Changes to the interior haven’t been made, but blueprints have been drawn. (When we visited the restaurant still sported the Pour Society sign.) The restaurant plans to stay open during renovation – long nights and weekends are ahead for their contractor. Watch for a before-and-after look at the renovation in an upcoming SideDish. With Ellis involved in the design, you know there will be some funky flare. (Have you seen his retro-style sign over at Lee’s Fried Chicken and Donuts?)

For now, the restaurant is serving the same menu for lunch and dinner. As guests of the restaurant last week, we stopped in to sample a few dishes, and by a few, we mean 18 (yikes), and that doesn’t even include the sides. It was one of the most extensive tastings we’ve experienced in a good awhile, but service was swift, and there’s not a dish we wouldn’t recommend.


Dill pickle dip with barbecue chips

To start there’s an assortment of dips designed to share. Creamy black bean-bacon dip ($7), jalapeño-onion dip ($8), queso blanco with green chiles ($9) and dill pickle dip ($8, photo above) served with house-made barbecue potato chips are all tributes to Texas comfort food. There are plenty of other small plates, too, like the not-too-sweet chunky shrimp cocktail ($17, photo below), which is just right with a squeeze of lime and some chopped jalapeno.


Shrimp cocktail

The outdoors temperature is getting up there, but ask the restaurant management to crank the AC so you can order the gumbo ($15, photo below) and chicken tortilla soup ($9). The dark roux gumbo is filled with shrimp, andouille sausage, crab and chicken, served with a side of rice. It might be one of the best gumbos in the city.



You can also order a bowl of the beef chili ($9, photo below) made with pasilla and ancho chiles (no beans, here) or have it as a Frito pie. The chili is noteworthy on its own, packing plenty depth and richness … the layer of crunchy Fritos only makes it bigger and better.

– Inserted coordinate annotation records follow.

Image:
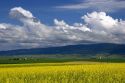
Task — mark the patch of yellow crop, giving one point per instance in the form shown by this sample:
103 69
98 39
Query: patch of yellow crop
82 73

Beef chili served as a Frito pie

By this point, you’re reaching for a drink, something to offset the salty overload. And cocktails here – created by beverage directory Laurie Harvey – are worth reaching for. If the Frito pie is calling your name, pair it with the Garden Variety (photo below), a mix of Thai chile-infused vodka, lemongrass, ginger, cucumber and citrus.


The Garden Variety cocktail

Back to the food. The Dixie burger (pimiento cheese, crispy onions, barbecue sauce, $17) and the Hicksburger (pastrami, grilled onion, gruyere, chicken-fried fries, Lee’s burger sauce, $19, photo below) are as ridiculous and messy as they sound.


The Hicksburger

A pan-seared petit filet ($28) is served old-school steakhouse-style, with a side of mashed potatoes, a small bowl of gravy and a chopped salad.

New Orleans-style barbecue shrimp ($28, photo below) served on creamy grits is another standout. Shrimp and grits are fairly common on Houston restaurant menus, and we’re often disappointed. Not here.


Shrimp and grits

And let’s not overlook the menu section devoted to mac ‘n’ cheese. We think sharing is the best way to go here – remember, you’re probably already full from those dips and starters. The Mac Daddy ($22, photo below) starts with their two-cheese mac ‘n’ cheese and then is topped with tender beef short rib and roasted shallots.


The Mac Daddy mac ‘n’ cheese

If you’ve saved room for desserts, State Fare serves a daily treat from Petite Sweets’ pastry chef Susan Molzan, whose dessert shop on West Alabama is now a Cherry Pie Hospitality concept. Unfortunately, even with the waitstaff pulling dishes away to help save room for the next round, we didn’t.